Il terzo, godibile capitolo della saga di “Hellraiser” è encomiabile in particolar modo per le musiche e l’ambientazione. Si abbandonano le atmosfere claustrofobiche, per così dire intimiste del primo film (la vecchia casa di famiglia da ristrutturare) e la cupezza della struttura manicomiale, nella quale si svolge il secondo capitolo, per entrare nella nightlife della L.A. degli anni Novanta, forse più luminosa, ma altrettanto inquietante. Di certo, molto più fracassona. 

La maggior parte delle scene si svolgono infatti in un locale notturno in cui viene suonata dell’ottima musica dal vivo e non vi è niente di meglio per allietare i cenobiti (“angeli, per alcuni; demoni, per altri” sebbene l’opinione di questi ultimi sia assai più informata) dell’hard rock e dell’ heavy metal. La soundtrack di “Hellraiser 3” che nelle parti orchestrali c’è il lavoro del valente Randy Miller – udito in film come “Tremors”, “Spartacus” e tanti altri, ndr – è di un livello che può tranquillamente definirsi superlativo, al proposito. La title track, ad esempio, è opera sopraffina dei sempiterni Motörhead, scritta in collaborazione con l’Ozzy Osbourne dei bei tempi (vi è anche una sua versione e tra l’altro è stata la prima canzone che Mikkey Dee ha registrato per i Motörhead). Ancora i Motörhead sono l’unico gruppo a comparire in un’altra traccia della colonna sonora, la sulfurea non-album track “Hell on Earth”, nel senso che non compare nell’album “March ör Die” come “Hellraiser”. Nel film è possibile ammirare una performance degli Armored Saint, non presente nel CD della colonna sonora ufficiale, ed è una pecca, ma è l’unica: tutte le canzoni sono assolutamente straordinarie, dalla cover del classico “Elected” cantata da un Bruce Dickinson in stato di grazia (o dannazione, ancora dipende dai punti di vista) ai Triumph di “Troublemaker” passando per i meno noti Chainsaw Kittens (l’urgenza del groove di “Walzing with a Jaguar” è irresistibile). Lo stesso dicasi per un paio di tracce non di genere, che pur se danzerecce sono d’ottima fattura, come “Baby Universal” by Tin Machine, la creatura di Bowie, e pure piuttosto cupe, tipo KMDF con “Oh la la”.

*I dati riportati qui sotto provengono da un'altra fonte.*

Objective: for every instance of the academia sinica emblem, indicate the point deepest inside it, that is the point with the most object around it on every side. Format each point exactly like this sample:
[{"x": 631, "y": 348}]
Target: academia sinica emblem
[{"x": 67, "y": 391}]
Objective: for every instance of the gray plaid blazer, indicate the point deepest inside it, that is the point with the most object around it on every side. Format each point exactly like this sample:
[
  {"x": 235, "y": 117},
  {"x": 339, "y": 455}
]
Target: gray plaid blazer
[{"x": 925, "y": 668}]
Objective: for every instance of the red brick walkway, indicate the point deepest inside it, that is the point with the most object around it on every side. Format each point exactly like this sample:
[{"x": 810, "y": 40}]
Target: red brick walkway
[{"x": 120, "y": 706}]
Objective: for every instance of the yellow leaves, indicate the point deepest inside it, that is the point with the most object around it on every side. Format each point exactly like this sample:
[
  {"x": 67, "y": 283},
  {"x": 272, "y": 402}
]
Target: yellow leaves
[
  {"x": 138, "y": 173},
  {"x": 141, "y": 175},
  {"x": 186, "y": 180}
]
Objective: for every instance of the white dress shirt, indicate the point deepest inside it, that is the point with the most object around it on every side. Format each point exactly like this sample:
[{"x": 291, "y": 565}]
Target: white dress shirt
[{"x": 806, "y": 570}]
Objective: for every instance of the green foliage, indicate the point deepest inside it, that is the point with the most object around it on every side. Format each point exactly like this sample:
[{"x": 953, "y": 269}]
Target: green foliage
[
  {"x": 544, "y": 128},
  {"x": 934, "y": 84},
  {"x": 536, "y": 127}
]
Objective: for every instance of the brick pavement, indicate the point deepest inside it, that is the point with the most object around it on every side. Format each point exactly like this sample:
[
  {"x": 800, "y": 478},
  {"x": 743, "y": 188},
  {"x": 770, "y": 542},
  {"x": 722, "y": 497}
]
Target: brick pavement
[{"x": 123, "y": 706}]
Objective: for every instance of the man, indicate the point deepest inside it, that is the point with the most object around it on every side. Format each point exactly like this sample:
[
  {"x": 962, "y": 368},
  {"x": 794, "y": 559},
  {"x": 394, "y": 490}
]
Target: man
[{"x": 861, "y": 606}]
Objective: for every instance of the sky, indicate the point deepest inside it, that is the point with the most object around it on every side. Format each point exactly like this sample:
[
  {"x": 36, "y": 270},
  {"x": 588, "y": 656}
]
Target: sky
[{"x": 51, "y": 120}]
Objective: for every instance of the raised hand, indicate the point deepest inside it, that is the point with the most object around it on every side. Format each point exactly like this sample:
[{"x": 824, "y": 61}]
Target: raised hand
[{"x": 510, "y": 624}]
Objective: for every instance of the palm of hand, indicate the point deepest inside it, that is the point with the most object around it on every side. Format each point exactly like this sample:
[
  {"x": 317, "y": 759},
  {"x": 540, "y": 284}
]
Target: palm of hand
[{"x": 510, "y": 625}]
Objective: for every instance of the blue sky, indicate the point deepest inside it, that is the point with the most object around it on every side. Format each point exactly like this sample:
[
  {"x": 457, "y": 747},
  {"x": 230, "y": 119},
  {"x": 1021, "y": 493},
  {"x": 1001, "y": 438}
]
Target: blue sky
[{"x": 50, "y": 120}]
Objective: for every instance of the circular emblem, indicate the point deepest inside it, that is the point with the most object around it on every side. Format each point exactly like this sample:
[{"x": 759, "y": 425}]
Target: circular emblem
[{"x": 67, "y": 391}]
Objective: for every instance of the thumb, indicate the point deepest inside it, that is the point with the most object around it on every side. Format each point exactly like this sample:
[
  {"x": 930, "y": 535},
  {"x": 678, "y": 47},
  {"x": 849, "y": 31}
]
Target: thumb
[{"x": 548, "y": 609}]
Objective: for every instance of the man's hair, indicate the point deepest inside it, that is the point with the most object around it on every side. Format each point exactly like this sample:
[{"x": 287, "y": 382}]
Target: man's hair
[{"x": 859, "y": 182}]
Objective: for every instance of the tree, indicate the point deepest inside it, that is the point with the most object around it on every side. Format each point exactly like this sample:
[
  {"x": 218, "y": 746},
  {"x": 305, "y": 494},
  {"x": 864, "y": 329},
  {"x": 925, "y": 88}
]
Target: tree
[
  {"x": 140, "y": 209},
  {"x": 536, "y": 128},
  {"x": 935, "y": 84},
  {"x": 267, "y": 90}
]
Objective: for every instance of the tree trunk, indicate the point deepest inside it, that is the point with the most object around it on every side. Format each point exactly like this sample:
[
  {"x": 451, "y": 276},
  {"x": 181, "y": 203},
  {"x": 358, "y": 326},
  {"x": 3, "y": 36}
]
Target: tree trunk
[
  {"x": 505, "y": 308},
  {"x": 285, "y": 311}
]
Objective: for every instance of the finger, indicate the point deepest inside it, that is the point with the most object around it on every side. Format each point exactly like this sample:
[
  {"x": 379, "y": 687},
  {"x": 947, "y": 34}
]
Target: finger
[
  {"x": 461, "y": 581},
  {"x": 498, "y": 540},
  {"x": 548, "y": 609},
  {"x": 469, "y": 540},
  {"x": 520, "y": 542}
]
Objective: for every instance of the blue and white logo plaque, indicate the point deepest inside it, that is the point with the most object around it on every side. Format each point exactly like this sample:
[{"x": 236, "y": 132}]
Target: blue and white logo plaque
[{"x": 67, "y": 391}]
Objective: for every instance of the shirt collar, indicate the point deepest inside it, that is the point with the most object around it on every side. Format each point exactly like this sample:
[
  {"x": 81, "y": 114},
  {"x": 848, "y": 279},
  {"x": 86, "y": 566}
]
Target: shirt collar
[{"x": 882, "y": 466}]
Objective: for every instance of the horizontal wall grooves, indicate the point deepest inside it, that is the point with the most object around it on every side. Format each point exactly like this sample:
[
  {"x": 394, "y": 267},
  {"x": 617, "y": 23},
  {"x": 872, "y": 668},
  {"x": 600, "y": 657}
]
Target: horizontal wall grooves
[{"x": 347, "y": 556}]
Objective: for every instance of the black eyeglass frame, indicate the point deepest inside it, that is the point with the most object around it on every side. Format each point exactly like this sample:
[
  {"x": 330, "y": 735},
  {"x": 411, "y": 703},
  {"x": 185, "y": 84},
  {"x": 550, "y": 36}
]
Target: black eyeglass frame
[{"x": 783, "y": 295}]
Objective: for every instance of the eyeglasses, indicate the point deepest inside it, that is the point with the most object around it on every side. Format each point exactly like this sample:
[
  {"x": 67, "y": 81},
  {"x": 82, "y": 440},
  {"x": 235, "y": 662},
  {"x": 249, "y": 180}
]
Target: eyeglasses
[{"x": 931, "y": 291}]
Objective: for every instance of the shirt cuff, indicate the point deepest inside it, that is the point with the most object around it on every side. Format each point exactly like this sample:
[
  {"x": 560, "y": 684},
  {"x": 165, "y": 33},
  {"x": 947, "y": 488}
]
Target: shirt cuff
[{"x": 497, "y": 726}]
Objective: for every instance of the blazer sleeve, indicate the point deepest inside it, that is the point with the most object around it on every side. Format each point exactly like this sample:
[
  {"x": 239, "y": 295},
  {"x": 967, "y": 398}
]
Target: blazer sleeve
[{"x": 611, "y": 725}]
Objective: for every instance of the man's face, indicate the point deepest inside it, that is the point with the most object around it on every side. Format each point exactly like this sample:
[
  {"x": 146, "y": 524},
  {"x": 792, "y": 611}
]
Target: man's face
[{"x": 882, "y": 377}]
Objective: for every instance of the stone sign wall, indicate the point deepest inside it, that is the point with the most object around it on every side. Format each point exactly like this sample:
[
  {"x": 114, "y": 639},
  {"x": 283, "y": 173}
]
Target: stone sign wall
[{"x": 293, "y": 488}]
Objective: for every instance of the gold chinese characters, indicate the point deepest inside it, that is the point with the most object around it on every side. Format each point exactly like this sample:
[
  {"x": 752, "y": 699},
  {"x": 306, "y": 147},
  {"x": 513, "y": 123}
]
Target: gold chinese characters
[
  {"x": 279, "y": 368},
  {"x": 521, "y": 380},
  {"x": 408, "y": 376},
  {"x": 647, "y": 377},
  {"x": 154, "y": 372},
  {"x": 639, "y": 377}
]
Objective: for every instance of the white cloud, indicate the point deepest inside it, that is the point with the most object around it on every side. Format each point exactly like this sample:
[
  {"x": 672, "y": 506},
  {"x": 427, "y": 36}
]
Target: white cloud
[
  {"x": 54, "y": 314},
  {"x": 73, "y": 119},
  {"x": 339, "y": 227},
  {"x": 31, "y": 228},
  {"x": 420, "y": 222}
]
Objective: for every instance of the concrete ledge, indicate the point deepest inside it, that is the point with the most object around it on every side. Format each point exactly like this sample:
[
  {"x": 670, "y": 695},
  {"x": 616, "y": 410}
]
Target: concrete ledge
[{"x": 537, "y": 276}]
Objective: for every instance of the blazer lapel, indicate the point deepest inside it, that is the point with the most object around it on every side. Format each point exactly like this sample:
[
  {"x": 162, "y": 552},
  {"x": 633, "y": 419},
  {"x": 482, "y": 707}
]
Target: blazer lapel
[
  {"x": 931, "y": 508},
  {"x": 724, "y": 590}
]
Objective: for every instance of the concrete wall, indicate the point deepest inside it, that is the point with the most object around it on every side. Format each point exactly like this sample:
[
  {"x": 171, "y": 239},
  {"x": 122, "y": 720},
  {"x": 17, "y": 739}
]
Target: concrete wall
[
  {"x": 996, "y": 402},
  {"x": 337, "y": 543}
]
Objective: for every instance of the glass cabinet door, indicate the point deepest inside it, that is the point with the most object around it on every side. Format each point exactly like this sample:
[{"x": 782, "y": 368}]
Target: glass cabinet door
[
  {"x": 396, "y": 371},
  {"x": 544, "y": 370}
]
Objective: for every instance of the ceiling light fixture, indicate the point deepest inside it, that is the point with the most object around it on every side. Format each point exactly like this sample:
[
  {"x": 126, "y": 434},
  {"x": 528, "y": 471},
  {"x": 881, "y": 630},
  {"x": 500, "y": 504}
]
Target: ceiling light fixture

Una menzione particolare per il gruppo funky metal degli Electric Love Hogs, purtroppo una meteora nel panorama musicale dell’epoca, poiché la loro “I Feel Like Steve” nella modesta opinione di chi scrive, è un capolavoro misconosciuto, seppure degno di questo nome. 

Al posto del recente, e assai mediocre, remake di “Hellraiser” non si può dunque far altro che consigliare vivamente la visione, e soprattutto l’ascolto, di questo terzo capitolo di una gloriosa saga. Buon inferno in terra a tutti.